Zijn er vanaf 1 maart jl. niet-WMO-plichtige onderzoeken voorgelegd aan de Codecommissie? Zo ja, wat zijn de resultaten van de toetsingen?

10.
Er zijn tot nog toe geen aanvragen ter toetsing van niet-WMO-plichtig onderzoek aan de Codecommissie voorgelegd.

11.
Op welke manier houdt de Inspectie toezicht op de zelfregulering, in het bijzonder wat betreft de toetsing van niet-WMO-plichtig onderzoek en zogenaamde seeding trials?

11.
De Inspectie evalueert thans de effectiviteit van de zelfregulering.
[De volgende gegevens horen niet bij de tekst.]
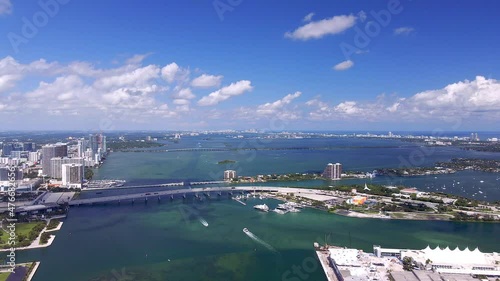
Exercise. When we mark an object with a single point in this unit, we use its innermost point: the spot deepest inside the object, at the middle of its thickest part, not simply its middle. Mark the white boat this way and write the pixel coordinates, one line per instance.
(279, 211)
(262, 207)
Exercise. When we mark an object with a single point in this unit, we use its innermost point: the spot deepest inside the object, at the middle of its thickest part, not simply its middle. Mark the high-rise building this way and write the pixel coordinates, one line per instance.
(72, 174)
(15, 154)
(333, 171)
(29, 146)
(82, 144)
(6, 174)
(97, 141)
(50, 151)
(229, 174)
(33, 157)
(57, 162)
(7, 148)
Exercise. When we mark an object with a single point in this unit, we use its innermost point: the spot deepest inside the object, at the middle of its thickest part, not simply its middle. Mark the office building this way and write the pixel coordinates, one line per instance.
(72, 174)
(33, 157)
(6, 174)
(57, 162)
(333, 171)
(29, 146)
(229, 174)
(96, 142)
(7, 148)
(50, 151)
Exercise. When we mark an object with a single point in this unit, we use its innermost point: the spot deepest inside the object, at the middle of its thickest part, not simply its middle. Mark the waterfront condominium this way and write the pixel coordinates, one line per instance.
(229, 174)
(50, 151)
(332, 171)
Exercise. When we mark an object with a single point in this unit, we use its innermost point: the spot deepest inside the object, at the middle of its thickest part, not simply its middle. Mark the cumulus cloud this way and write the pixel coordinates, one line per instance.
(308, 17)
(5, 7)
(405, 30)
(321, 28)
(455, 102)
(272, 107)
(169, 71)
(344, 65)
(225, 93)
(207, 81)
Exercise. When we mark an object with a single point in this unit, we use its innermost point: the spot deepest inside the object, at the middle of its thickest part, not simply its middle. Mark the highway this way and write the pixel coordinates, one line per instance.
(158, 194)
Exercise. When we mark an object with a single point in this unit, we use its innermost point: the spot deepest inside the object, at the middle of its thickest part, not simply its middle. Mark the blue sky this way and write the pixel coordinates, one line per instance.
(238, 64)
De basis voor haar werkwijze is vastgelegd in het Handhavingsplan dat in december 2003 aan de Tweede Kamer is aangeboden.

12.
Op grond van welke criteria wordt onderscheid gemaakt tussen WMO-plichtig en niet WMO- plichtig onderzoek? Wie bepaalt dat en hoe denkt u met de huidige regelgeving zogenaamde seeding trials uit te bannen?

12.
In artikel 1, eerste lid onder b van de WMO wordt aangegeven welk onderzoek onder de WMO valt. Het moet gaan om medisch wetenschappelijk onderzoek waarbij proefpersonen worden onderworpen aan handelingen of een bepaalde gedragswijze krijgen opgelegd. Onderzoek waarbij bijvoorbeeld proefpersonen ten behoeve van onderzoek een nieuw en experimenteel geneesmiddel slikken en bijvoorbeeld bloed afstaan valt onder de bepalingen van de WMO. Al het WMO-onderzoek dient alvorens te worden uitgevoerd, te worden goedgekeurd door de METC. Nieuw is dat bij de beoordeling van het onderzoek door de METC ook de honorering meegenomen wordt. De METC's hebben op deze wijze adequate instrumenten in handen om te bepalen of sprake is van deugdelijk, goed onderbouwd onderzoek.

13.
Wat is de inhoud van de overige klachten die bij het meldpunt van de DGV zijn geregistreerd, in het bijzonder meldingen over artsen die geld zouden krijgen voor hun aanwezigheid bij promotiebijeenkomsten van de farma-industrie?

13.
DGV zal eind 2004 een rapport uitbrengen over haar bevindingen.Tot dusverre zijn er zo'n 25 meldingen ontvangen, waarnaar nog geen nader onderzoek is gedaan. De meldingen zijn zeer divers van aard. Over promotiebijeenkomsten zijn tot dusverre bij DGV drie meldingen binnengekomen. DGV geeft inzage in deze meldingen aan de Stichting CGR en aan de Inspectie voor de gezondheidszorg.
Met betrekking tot meldingen over artsen die geld zouden krijgen voor hun aanwezigheid bij promotiebijeenkomsten van de farma-industrie, merk ik op dat binnenkort een dergelijke zaak behandeld zal worden door de Codecommissie van de CGR.